By Shurtz, Delon on April 15, 2020.
Shane and Jan Roersma have had to deal with wild, drunken parties before in their otherwise quiet neighbourhood in Six-Mile Coulee.
Watching someone urinate on the street or throw up on the lawn is nothing new to them, but such antics at a time when there’s a deadly virus going around shocks them even more.
“We have had issues with this behaviour occurring over the past year and a half at this residence,” Shane says. “However, considering present circumstances, this is a new level of disrespect and utter disregard for the safety of our community.”
Shane is referring to a party last Thursday which he estimates was attended through the night by as many as 45 people, mostly college students, who obviously aren’t as concerned about the coronavirus or the order by Alberta Health Services that people not congregate in large groups. Shane and his wife watched in horror and disgust as partiers in the neighbour’s front and back yards, and even in the street, tossed liquor containers and urinated and vomited wherever they happened to be standing at the time.
It reminds him of the U.S. college students who disregarded government directives concerning the COVID-19 pandemic.
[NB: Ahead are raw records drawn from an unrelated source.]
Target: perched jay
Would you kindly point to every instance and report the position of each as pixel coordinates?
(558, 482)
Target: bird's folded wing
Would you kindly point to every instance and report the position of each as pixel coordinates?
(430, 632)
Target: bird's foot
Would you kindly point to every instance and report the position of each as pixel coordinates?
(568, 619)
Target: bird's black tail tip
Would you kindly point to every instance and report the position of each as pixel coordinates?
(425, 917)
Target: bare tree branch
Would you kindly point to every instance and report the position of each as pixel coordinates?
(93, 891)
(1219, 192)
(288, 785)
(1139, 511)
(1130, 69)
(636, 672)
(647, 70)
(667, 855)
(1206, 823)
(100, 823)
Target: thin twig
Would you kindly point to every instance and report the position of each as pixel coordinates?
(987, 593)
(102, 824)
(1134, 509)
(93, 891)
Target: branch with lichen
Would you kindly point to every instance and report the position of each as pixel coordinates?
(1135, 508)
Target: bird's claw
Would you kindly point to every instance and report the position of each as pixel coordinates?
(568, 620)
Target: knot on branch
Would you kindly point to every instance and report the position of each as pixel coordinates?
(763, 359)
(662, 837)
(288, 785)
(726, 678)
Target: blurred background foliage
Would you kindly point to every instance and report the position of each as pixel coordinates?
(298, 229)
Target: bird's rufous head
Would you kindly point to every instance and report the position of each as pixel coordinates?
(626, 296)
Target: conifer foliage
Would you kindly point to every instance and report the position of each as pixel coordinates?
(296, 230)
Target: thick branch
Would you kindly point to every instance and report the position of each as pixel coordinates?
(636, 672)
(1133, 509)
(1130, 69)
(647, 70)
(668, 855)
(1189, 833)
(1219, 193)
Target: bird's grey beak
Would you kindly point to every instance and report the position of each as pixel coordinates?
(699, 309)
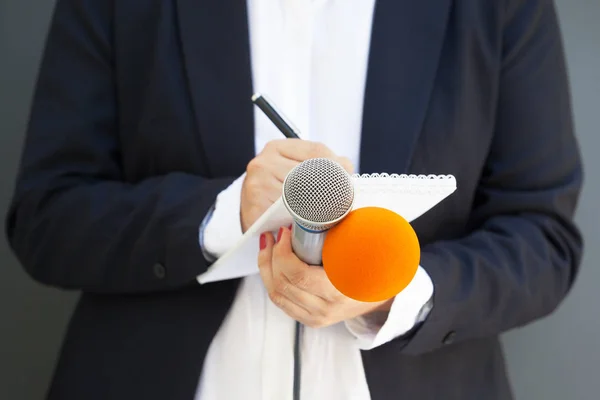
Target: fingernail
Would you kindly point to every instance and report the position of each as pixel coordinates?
(263, 241)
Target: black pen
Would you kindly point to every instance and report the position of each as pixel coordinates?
(288, 130)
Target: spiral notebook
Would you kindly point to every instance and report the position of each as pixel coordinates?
(408, 195)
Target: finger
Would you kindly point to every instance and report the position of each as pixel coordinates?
(262, 185)
(308, 278)
(281, 166)
(264, 260)
(298, 313)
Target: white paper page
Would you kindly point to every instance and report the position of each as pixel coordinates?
(408, 196)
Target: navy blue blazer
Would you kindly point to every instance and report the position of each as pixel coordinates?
(142, 115)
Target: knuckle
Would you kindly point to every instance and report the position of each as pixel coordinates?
(272, 145)
(317, 322)
(282, 287)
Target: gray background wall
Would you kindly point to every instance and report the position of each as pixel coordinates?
(555, 359)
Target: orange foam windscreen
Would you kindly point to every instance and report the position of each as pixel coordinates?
(371, 255)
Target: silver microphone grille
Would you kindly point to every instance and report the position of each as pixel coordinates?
(318, 192)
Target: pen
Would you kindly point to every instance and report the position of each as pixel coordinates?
(269, 110)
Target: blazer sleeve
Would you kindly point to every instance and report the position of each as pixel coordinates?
(523, 251)
(74, 221)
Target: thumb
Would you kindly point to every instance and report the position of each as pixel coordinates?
(346, 163)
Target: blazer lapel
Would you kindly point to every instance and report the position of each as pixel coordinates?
(406, 43)
(216, 51)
Nothing was going stop them from participating in their Spring Break rituals on beaches in Florida and Texas, not even the deadly virus, which many of the revellers said they believed was blown out of proportion.
“If I get corona, I get corona,” one of the partiers, Brady Sluder, said in March. “At the end of the day, I’m not going to let it stop me from partying.”
Some of those Spring Break partiers subsequently caught the virus, and are likely regretting their decision.
Jump ahead a few weeks to Lethbridge, and Shane is just as shocked at the behaviour he witnessed next door, which, he suggests, is not acceptable even without the presence of a virulent disease.
“Most disconcerting was the fact that we, including my young child, witnessed five incidences of public urination and two instances of vomiting in the streets.”
Disgusting behaviour aside, Shane is troubled by the disregard for COVID-19 protocols intended to keep people safe during the pandemic, and why police did not fine anyone for breaching restrictions on large gatherings.
Since March 25, law enforcement agencies have had the authority to enforce the public health orders, which prohibits gatherings, indoors or out, of more than 15 people, and requires people to maintain a distance of two metres from one another. Violators can be fined $1,000, while the courts can levy fines up to $100,000 for a first offence, and $500,000 for a subsequent offence for more serious violations.
Shane says he called police twice during the evening, and during their first visit police only issued a warning.
“This is alarming considering the COVID-19 laws set in place by Alberta Health,” Shane says.
As more cars arrived, Shane called police again, and an officer broke up the party and ordered everyone to leave.
Lethbridge police Insp. Jason Walper confirms that police visited the residence twice that night in response to noise complaints, but actually dealt with a different party each time.
The first party was compliments of the renters living on the main floor, who promised to end the party after they received a warning. When police responded to a second noise complaint – it was not a complaint of non-compliance – they found a party hosted by renters living in the lower level of the residence, and they shut it down.
Walper says police are authorized to levy fines for anyone breaching the public health order, but they prefer to issue warnings first. He said officers who attended the parties reminded the residents of the prohibition against large gatherings, but chose not to fine them because they were co-operative.
“Our goal is not to ticket if we get compliance,” Walper says.
Shane wishes something more had been done, however, given the aftermath of the parties and the risk of spreading the virus.
“Allowance of such behaviour sets a terrible example for those that are diligently following COVID-19 protocols and are struggling with the impacts of self-isolation,” he says.
He says a few of the renters were told to clean up the cans strewn around the property, but “that did little to address the bodily fluids that remain on public spaces; those same spaces where kids will be playing and families will be taking walks to counter the effects of cabin fever.”
Anyone observing violations of the public health order can phone 1-833-415-9179 or submit a complaint on the Alberta government’s website.